Jenkins fails to note that all epidemiological studies are subject to confounding factors, and have statistical control mechanisms in place to correct for such factors, assuming that they are known. If they are unknown, then this becomes a straw man argument, since any study could of course be influenced by unknown factors in an unknown manner—including his!
As to the environmental impact of fish consumption, the article alarmingly notes that, “even at current levels of fish consumption, fisheries globally have reached a state of severe crisis.” Interestingly, three of the four studies cited to prove this shrill hypothesis feature two of the current article’s authors. In other words, they are quoting themselves as the authority, a practice frowned upon in serious scholarship. This is only done in scientific papers to reference earlier work, and not to prove a statement as sweeping as the one I quoted.
The fourth source, a 2006 paper from Science magazine, entitled “Impacts of Biodiversity Loss on Ocean Ecosystem Services,” has been roundly criticized…
From several European authorities, including the European Commission, Directorate General Joint Research Centre:
In projecting the extent of future fisheries collapse, we argue that the authors inappropriately extrapolated beyond their available observations and used data on marine reserves and fishery closures that are not representative of global fisheries.
From Ray Hilborn, professor in the School of Aquatic and Fisheries Sciences at the University of Washington:
The article is an example of the “faith based fisheries movement” which “threatens the very heart of the scientific process,” it is “fallacious and inappropriate to appear in a scientific journal,” and is “just mind-bogglingly stupid.”
From Mike Beck, Senior Scientist of Marine Initiatives with the Nature Conservancy:
“[T]he prediction of global fisheries collapse by 2048…was derived from a simplistic extrapolation that would get you an ‘F’ in high school statistics.”
The article dismisses aquaculture as a solution by referring to a 2000 Nature paper that indicts the practice by informing us that it takes 2.5-5 kg of feed fish to make 1 kg of farmed carnivorous fish. As such, the equation is an “unfavorable one.” The trouble with this jejune analysis is that the same equation applies in the wild. Does Jenkins want to kill carnivorous fish in the open sea to save the feed fish, because of the unfavorable equation?
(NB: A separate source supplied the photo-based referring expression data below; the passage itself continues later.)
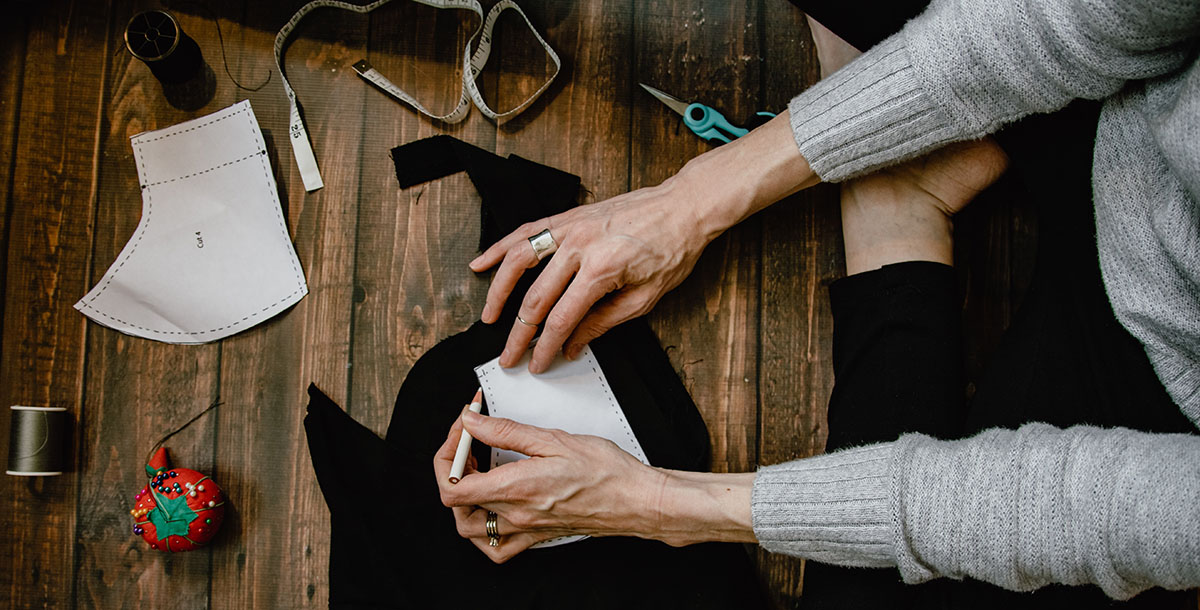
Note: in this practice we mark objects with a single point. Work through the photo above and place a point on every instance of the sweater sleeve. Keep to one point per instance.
(1020, 509)
(965, 67)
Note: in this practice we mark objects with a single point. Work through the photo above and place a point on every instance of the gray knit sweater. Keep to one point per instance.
(1038, 504)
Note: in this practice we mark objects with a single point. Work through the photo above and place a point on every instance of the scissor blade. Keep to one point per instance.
(675, 103)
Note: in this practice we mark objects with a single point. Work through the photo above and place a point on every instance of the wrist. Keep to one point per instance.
(695, 507)
(729, 184)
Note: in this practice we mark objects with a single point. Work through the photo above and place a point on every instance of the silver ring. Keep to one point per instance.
(543, 244)
(493, 530)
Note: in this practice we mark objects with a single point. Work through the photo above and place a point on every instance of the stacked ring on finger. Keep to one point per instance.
(492, 528)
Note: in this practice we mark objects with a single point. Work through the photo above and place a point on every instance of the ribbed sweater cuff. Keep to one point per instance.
(832, 508)
(869, 114)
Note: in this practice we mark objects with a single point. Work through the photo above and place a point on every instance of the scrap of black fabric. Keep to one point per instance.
(395, 545)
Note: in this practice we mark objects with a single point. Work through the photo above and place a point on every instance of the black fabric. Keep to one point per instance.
(1065, 360)
(395, 545)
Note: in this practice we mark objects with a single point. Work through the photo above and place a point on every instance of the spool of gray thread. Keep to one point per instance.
(36, 441)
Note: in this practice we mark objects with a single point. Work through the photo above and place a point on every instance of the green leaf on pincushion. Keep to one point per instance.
(171, 515)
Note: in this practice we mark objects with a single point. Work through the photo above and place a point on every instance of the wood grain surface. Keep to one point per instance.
(749, 332)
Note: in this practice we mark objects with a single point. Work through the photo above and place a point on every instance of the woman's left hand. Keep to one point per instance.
(571, 484)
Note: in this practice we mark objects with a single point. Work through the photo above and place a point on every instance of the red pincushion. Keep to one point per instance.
(180, 509)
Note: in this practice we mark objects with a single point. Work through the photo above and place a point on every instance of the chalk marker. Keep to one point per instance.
(463, 450)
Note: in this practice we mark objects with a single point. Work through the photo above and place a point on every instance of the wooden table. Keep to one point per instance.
(749, 332)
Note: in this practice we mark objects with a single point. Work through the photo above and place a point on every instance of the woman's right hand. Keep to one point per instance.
(615, 261)
(618, 257)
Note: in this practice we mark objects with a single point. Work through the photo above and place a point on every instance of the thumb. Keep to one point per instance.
(507, 434)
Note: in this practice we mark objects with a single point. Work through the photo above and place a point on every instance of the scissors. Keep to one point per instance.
(702, 120)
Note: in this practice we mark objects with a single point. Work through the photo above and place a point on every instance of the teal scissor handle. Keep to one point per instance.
(705, 123)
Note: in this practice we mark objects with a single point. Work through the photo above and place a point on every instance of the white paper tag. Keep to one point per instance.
(570, 395)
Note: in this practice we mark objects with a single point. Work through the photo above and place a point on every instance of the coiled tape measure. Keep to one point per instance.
(472, 65)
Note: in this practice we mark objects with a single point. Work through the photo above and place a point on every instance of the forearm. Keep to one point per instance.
(727, 184)
(1020, 509)
(695, 507)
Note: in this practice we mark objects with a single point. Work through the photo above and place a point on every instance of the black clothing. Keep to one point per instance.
(1065, 359)
(395, 545)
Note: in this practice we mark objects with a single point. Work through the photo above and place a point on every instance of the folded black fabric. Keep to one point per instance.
(395, 545)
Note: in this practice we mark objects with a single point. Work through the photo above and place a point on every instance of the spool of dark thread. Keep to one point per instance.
(156, 39)
(37, 441)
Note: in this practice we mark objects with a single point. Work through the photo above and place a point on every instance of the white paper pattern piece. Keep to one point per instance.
(571, 395)
(211, 255)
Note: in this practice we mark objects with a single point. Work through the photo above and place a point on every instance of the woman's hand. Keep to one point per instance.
(576, 484)
(615, 261)
(618, 257)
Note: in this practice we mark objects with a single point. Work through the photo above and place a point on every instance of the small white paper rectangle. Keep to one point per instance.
(571, 395)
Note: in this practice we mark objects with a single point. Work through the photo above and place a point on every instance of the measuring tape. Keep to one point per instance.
(472, 65)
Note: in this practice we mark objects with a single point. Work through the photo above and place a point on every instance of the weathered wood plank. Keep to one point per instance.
(582, 123)
(52, 203)
(412, 283)
(802, 255)
(701, 51)
(139, 390)
(276, 554)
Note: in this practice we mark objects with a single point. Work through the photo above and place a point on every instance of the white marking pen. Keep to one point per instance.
(463, 450)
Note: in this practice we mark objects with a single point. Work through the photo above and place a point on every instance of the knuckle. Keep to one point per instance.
(534, 298)
(558, 321)
(461, 526)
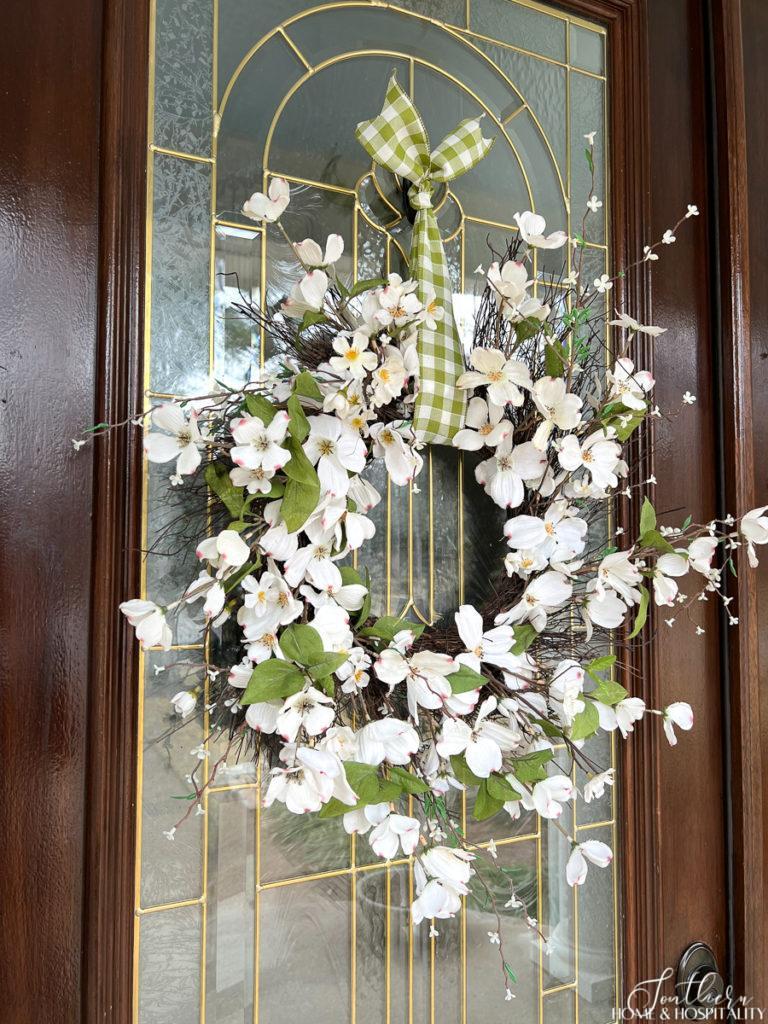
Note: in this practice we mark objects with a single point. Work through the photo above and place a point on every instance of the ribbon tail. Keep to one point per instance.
(440, 406)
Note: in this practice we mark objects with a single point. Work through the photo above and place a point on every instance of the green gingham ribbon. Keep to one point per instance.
(397, 140)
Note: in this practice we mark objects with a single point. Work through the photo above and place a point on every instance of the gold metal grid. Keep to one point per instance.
(465, 35)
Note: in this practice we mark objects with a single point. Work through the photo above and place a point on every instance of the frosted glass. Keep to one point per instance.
(542, 86)
(231, 875)
(180, 266)
(587, 115)
(484, 999)
(512, 23)
(587, 49)
(559, 1008)
(171, 870)
(175, 522)
(245, 124)
(169, 967)
(596, 941)
(183, 76)
(238, 342)
(304, 936)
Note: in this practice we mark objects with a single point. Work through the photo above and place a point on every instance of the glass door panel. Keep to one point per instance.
(258, 916)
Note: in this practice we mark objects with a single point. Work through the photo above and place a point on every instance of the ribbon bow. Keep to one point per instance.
(397, 139)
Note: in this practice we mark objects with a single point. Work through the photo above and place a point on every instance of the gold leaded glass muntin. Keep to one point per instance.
(248, 916)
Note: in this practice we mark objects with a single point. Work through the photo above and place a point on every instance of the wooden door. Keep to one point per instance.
(688, 820)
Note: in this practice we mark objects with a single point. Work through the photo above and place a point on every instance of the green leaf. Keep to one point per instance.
(302, 489)
(608, 692)
(298, 504)
(323, 666)
(310, 317)
(270, 680)
(528, 328)
(258, 406)
(647, 517)
(242, 572)
(586, 723)
(367, 285)
(298, 466)
(306, 386)
(625, 428)
(524, 636)
(642, 612)
(366, 609)
(462, 770)
(652, 539)
(530, 768)
(408, 780)
(600, 664)
(334, 808)
(217, 478)
(388, 627)
(485, 805)
(553, 361)
(349, 576)
(298, 424)
(465, 679)
(300, 643)
(500, 788)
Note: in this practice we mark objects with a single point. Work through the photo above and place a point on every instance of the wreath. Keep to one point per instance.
(365, 717)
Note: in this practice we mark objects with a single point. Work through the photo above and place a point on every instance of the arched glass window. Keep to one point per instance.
(253, 915)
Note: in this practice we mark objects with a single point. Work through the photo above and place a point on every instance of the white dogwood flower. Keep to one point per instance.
(559, 536)
(147, 619)
(271, 206)
(545, 594)
(484, 425)
(532, 226)
(258, 444)
(667, 568)
(401, 460)
(492, 646)
(630, 324)
(184, 702)
(481, 743)
(306, 295)
(754, 528)
(558, 408)
(629, 385)
(309, 710)
(501, 376)
(387, 739)
(336, 452)
(310, 254)
(677, 714)
(182, 439)
(504, 474)
(598, 454)
(593, 851)
(353, 358)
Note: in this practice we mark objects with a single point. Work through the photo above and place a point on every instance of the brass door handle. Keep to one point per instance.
(699, 984)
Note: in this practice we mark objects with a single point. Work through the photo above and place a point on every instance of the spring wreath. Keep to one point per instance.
(377, 719)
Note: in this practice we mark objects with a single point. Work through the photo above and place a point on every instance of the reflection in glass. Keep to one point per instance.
(304, 937)
(231, 876)
(170, 945)
(440, 542)
(180, 270)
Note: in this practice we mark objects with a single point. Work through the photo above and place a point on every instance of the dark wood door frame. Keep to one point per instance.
(110, 876)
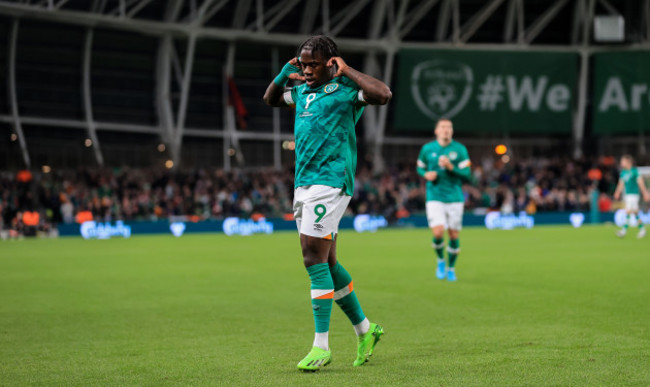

Finally, and most damagingly, Jenkins makes no mention of what must be his actual agenda here. He advocates his oddly-named “portfolio diet,” which calls for the avoidance of meat, eggs, poultry, fish, and dairy. This near-vegan regimen—not surprisingly—will lower cholesterol and LDL levels. The big trouble with this sort of diet is that it is prone to deficiencies in protein, calcium, Vitamins D and Vitamin B-12, and requires serious effort to maintain proper nutrition.
There are reports of lactating vegan women producing babies with rickets, because of calcium and Vitamin D deficiencies. But then, one wonders why a vegan would be feeding an animal product to her baby in the first place.
Registered Dietitian Jennifer McGuire reminds us that, “You don’t need to be on an extreme diet to be extremely healthy.”
Maybe she should tell that to Dr. Jenkins.